Re: Is not Motion the Dominant Paradigm? -
02-02-2008, 02:33 AM
Quote:
Originally Posted by RascalPuff
'How could it?' is a very good question, as Nobody has noted - there's a doorway to a lot of answers in that question and several contingencies. The controversial 'aether' may have something to do with it.
Best regards,
- RP
That was quite a remarkable assessment, RP, giving further reason to frequent your site.
I think, as based on experiments, aether can imply in a similar fashion to the light topic, that its velocity always exactly accords with the velocity of any and all media - the reason I made note of the media being variable forms of light, aether or space.
In effect, perhaps counter-intuitively, there would really be no change in light speed, only in its wavelengths.
Re: Is not Motion the Dominant Paradigm? -
02-02-2008, 03:33 AM
Quote:
Originally Posted by N0B0DY
That was quite a remarkable assessment, RP, giving further reason to frequent your site.

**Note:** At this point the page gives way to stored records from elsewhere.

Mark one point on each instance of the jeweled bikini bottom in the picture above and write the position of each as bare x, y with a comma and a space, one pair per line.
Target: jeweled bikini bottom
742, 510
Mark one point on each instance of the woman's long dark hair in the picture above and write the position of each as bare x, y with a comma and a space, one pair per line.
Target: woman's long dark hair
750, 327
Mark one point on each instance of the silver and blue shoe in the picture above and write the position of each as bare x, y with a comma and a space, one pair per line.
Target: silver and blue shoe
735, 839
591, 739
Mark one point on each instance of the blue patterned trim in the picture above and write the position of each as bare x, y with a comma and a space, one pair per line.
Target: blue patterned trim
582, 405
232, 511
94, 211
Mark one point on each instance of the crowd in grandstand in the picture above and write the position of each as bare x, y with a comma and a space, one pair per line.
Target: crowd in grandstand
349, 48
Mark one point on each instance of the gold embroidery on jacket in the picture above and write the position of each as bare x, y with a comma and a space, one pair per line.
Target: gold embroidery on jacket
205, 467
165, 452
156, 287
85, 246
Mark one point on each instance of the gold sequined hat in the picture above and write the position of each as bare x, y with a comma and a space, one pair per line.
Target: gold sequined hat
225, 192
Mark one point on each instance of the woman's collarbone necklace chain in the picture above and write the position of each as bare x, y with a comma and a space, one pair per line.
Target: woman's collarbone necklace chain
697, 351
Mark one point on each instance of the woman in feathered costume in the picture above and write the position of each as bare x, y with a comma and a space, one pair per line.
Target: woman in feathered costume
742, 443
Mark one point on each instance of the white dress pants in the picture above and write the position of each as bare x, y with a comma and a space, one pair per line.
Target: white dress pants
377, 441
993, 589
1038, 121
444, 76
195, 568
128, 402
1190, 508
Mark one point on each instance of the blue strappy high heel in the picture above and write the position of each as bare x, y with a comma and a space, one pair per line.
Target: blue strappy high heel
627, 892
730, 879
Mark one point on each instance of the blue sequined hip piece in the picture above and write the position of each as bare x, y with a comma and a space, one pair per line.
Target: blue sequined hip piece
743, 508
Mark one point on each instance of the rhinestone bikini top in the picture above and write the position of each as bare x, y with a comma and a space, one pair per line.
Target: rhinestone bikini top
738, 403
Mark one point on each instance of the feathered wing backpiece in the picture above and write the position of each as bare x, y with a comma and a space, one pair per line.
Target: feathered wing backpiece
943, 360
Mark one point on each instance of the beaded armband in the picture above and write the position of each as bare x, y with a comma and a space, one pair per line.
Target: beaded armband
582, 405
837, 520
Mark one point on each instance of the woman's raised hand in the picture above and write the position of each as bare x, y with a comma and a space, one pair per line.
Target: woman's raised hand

I think, as based on experiments, aether can imply in a similar fashion to the light topic, that its velocity always exactly accords with the velocity of any and all media - the reason I made note of the media being variable forms of light, aether or space.
In effect, perhaps counter-intuitively, there would really be no change in light speed, only in its wavelengths.
__________________________________
Light @ 17 meters per second, resumes normal speed...
Please check out this article, and pay particular heed to the last sentence...
(Thank you, Mr. Nobody; this is also in response to MJA's above post - you may restrain your applause?)
Best regards,
- RP
(George Berkeley, 1710) ... lay the beginning in a distinct explication of what is meant by thing, reality, existence: for in vain shall we dispute concerning the real existence of things, or pretend to any knowledge thereof, so long as we have not fixed the meaning of those words.
"All things come out of the one and the one out of all things." - Heraclitus "Reality is an illusion - albeit a persistent one." - Einstein "Particles give me a headache." - Ibid
Re: Is not Motion the Dominant Paradigm? -
02-02-2008, 04:44 AM
I think sometimes we say speed when we really mean velocity. The light is stored within a greater number of rotating shells before it is emitted again, but I don't think it constitutes a reduction in speed.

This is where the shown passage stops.